The trick to using living materials with the ability to self-heal means that researchers need to start creating hybrids that combine peptides that are typically used for healing animal bones, skin, and muscles. They are now learning how it can be engineered into plant matter.

Lu’s particularly interested in how the peptides and living organisms can be used to basically grow part of a building. “Previous systems do not leverage the characteristics of living organisms. Also, most modern materials’ synthesis processes are energy-intensive, human-intensive endeavors. But we’re suggesting to use biology to grow materials from the bottom up in an environmentally friendly fashion.”

Lu’s research team has devoted a great deal of time to studying the role of peptides and how bones grow and self-repair after breaking. Based on the information they found, the team of biological engineers got to work and looked for ways genetic engineering could be used to produce a new kind of peptides thatcould actually help a structure self-heal after being damaged by storms or environmental elements.

Researchers have focused their attention on adding peptides to CsgA protein units to produce a new biofilm.It took some time, but the team managed to successfully create a self-growing biofilm that was strong and capable enough to be used to conduct electricity and run a very simple fluorescence.

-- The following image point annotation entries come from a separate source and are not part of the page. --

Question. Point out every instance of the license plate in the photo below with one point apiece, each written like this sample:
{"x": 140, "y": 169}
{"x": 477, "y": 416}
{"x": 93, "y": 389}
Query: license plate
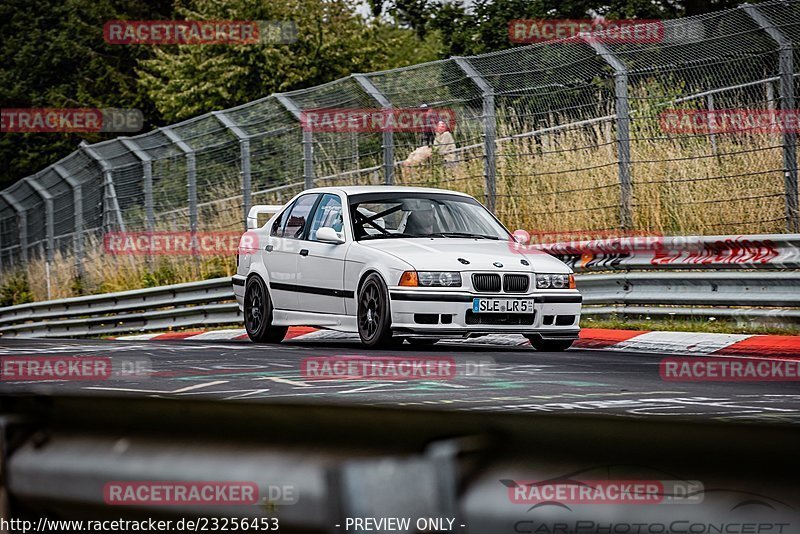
{"x": 502, "y": 306}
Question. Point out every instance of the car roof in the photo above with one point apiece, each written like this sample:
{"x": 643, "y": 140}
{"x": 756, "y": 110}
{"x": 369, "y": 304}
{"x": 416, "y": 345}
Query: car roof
{"x": 362, "y": 189}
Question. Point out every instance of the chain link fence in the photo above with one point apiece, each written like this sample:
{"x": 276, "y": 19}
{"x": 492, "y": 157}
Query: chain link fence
{"x": 564, "y": 136}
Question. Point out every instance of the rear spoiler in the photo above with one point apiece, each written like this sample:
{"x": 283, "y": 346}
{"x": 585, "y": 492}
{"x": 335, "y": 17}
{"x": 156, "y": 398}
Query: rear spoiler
{"x": 258, "y": 209}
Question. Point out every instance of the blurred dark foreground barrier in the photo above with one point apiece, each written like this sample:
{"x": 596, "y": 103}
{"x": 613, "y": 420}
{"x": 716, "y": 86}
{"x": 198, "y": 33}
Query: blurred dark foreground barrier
{"x": 333, "y": 464}
{"x": 748, "y": 279}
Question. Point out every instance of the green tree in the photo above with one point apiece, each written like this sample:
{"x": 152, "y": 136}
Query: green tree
{"x": 333, "y": 41}
{"x": 52, "y": 54}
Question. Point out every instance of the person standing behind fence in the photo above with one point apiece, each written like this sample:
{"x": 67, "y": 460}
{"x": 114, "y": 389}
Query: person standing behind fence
{"x": 445, "y": 144}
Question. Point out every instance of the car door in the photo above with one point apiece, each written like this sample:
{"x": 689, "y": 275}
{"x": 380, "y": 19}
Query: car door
{"x": 320, "y": 269}
{"x": 283, "y": 250}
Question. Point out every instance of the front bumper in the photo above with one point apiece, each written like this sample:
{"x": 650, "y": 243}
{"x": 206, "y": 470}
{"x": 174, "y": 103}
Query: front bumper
{"x": 556, "y": 314}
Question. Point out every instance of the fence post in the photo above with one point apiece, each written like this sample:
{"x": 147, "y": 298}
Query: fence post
{"x": 786, "y": 74}
{"x": 191, "y": 176}
{"x": 489, "y": 131}
{"x": 388, "y": 135}
{"x": 623, "y": 129}
{"x": 77, "y": 216}
{"x": 308, "y": 140}
{"x": 110, "y": 202}
{"x": 22, "y": 224}
{"x": 244, "y": 147}
{"x": 147, "y": 180}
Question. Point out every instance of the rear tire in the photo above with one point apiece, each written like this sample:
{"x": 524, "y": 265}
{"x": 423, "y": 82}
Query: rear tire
{"x": 374, "y": 314}
{"x": 421, "y": 341}
{"x": 258, "y": 314}
{"x": 550, "y": 345}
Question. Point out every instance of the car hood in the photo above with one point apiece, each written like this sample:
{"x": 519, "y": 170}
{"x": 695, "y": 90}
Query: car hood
{"x": 442, "y": 254}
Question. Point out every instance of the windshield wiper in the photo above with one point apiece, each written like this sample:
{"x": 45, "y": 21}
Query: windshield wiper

The research team was delighted when they were able to use the peptides to get the individual cells in the biofilm to communicate with each other, an important step if a self-repairing structure ever becomes damaged. Lu hopes that they’ll be able to create a material that responds to things happening in its immediate environment, the same way the cells in a human bone know to heal after they’ve been broken. In addition to being able to repair damage done to itself, Lu hopes the cells will eventually recognize toxic substances and instantly shut down.

Lu is very excited about the progress his team has made. “One can imagine growing materials using sunlight rather than needing to have very energy-intensive processes for top-down materials’ synthesis.”

It’s a long way from biofilms to a futuristic self-healing house, but researchers are inching closer and closerto unlocking a whole new way of using peptide-powered construction materials.